Summary
Danny and his father sit on the grassy bank below the hedge that marks the entrance to Hazell’s Wood, waiting for darkness to fall. Rabbetts, the head keeper, walks past with a shotgun and a dog. His father greets him. The keeper recognizes them from the filling station. He tells them to leave, and mentions Danny’s father’s broken foot, insinuating that he broke it after falling into a pit.
Danny’s father is standoffish and feigns innocence, but gets up to go. They turn off the track at a gate, and then hide quickly behind another hedge. Danny’s father assures him that if they keep quiet, the keeper won’t notice. Sure enough, the head keeper lopes past them with his dog.
Danny and his father re-enter Hazell’s Wood with their torches beaming light before them. Danny’s father assures him Mr. Rabbetts won’t return. They wait at the clearing for the pheasants to fall off their roosting branches. Steadily the pheasants drop, each with a thump. Danny’s father is ecstatic as he picks up the dozing birds. He counts 120, saying it’s a world record; the most his own father collected was fifteen.
They fill flour sacks with the birds. Danny’s father says that Rabbetts, if he is anywhere, will be waiting at the filling station. After dragging the full sacks to the edge of the wood, they meet Charlie Kinch, a taxi driver and old friend, who is waiting for them.
In the taxi, Danny’s father praises his son’s brilliance to Charlie. He says: “My son Danny is the champion of the world.” The driver and Danny’s father discuss local people with whom they intend to share the pheasants.
It shocks Danny to learn that so many people in the district, including the police officer Sergeant Samways and the vicar, are in on the poaching game as well. They go to Mrs. Clipstone’s, telling Danny that you must always find a respectable woman to deliver everyone’s pheasants.
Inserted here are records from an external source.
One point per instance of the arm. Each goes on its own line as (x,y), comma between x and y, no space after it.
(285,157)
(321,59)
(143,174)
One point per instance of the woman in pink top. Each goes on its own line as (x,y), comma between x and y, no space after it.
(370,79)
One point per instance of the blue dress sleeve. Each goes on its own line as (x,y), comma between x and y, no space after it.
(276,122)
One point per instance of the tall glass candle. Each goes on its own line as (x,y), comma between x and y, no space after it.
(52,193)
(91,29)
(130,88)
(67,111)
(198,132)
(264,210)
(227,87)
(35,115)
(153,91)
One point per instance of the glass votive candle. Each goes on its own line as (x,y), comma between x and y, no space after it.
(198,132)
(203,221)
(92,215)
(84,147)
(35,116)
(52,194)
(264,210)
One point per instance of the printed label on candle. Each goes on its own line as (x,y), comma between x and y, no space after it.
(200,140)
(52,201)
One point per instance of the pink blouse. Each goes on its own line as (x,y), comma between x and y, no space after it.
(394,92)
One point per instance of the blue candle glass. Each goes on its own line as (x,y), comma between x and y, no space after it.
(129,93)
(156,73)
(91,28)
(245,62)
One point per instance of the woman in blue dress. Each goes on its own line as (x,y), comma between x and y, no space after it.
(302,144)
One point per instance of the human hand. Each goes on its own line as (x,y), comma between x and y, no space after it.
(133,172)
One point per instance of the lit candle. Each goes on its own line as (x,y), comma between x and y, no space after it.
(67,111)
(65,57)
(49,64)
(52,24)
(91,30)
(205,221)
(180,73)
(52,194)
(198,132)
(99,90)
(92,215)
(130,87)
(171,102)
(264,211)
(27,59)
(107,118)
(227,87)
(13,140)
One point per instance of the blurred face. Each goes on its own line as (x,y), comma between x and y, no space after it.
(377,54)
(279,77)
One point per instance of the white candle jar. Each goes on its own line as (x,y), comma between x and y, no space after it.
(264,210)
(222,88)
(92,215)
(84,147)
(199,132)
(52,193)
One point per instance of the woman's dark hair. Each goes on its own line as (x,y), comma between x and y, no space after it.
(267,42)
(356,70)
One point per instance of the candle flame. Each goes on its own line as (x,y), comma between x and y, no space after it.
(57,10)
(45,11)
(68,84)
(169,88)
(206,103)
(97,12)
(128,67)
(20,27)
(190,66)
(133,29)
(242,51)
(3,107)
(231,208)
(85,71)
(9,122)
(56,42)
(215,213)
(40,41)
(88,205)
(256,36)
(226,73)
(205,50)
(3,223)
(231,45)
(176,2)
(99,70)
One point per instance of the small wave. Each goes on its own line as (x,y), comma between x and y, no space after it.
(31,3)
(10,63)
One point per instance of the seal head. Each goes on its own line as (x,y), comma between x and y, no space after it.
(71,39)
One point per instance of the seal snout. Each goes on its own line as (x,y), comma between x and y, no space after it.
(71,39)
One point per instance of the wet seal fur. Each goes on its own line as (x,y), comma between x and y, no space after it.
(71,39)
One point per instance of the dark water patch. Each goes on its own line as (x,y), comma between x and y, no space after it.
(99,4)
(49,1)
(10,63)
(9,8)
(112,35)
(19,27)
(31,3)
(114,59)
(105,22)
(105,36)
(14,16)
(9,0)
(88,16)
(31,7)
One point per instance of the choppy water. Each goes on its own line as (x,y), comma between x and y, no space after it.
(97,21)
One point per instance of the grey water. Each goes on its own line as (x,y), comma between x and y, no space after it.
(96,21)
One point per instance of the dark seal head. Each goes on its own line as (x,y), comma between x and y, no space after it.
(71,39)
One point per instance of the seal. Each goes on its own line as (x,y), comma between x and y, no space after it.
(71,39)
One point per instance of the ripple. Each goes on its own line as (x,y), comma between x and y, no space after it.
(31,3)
Once they leave the taxi to walk the rest of the way home, Danny’s father exclaims in excitement over the prospect of eating roast pheasant. He tells Danny they will buy an electric oven the next day just so they can roast their catch. He also wants a deep freeze to store the fifty birds he intends to keep for them. Danny’s father says his mother used to have a wood/coal-fired cast-iron cooker for their pheasants, and they would sometimes roast them on an outdoor spit.
As they approach the station, Danny’s father says Rabbetts may be watching them from a hidden place, but they have no sacks over their shoulders, so he has no reason to suspect them of anything. Inside, they make cocoa. Danny’s father says he has never had more fun in his life.
Analysis
Safely out of the forest, Danny and his father rest on a grassy bank next to the public footpath. Beyond his usual contentment, Danny’s father is elated that Danny’s plan worked; now all they have to do is wait for nightfall. However, the head gamekeeper walks right toward them.
In this instance of dramatic irony, the reader knows that Danny and his father are in the middle of executing history’s greatest pheasant-poaching scheme. The keeper suspects them of being up to no good but remains oblivious to the full truth of what is happening. Having created this dramatic tension, Dahl draws out the uncomfortable moment by having the keeper counter Danny’s father’s defiant attitude by asking Danny’s father questions about his broken ankle. With these comments, the keeper insinuates that he knows his father must have fallen into the pit he dug the previous weekend.
The theme of deception arises again when Danny and his father pretend to walk away, instead hiding behind a hedge. The gamekeeper moves right past them, on his way home for supper. Back inside the forest, Danny and his father’s faith in their ingenuity is momentarily disrupted when they realize the pheasants might continue to cling to their roosting branches even if in a deep sleep. However, the birds begin to fall as expected, soon raining down all around them.
Danny soon discovers that while he came up with the method of poaching, his father has covertly worked out the next steps of their plan with an ingenious pheasant-distribution network that relies on solidarity within their community. By transporting the birds in an anonymous taxi, Danny and his father will not arouse suspicion. And because Danny’s father knows the head keeper may be watching their caravan, expecting to see them return with pheasants in flour sacks, they will return home with nothing, as if they were merely out for an evening stroll.
Meanwhile, the taxi driver is bringing the pheasants to the vicarage. The vicar’s wife, as a “respectable woman,” is the perfect person to put in charge of their loot, because she is an unlikely suspect if Hazell were to investigate. The theme of contentment arises as Danny’s father reflects on how delicious their roast pheasants will taste. With so many, they will eat roast pheasant whenever they like using the electric oven he intends to buy. For Danny and his father, it seems everything has gone off without issue.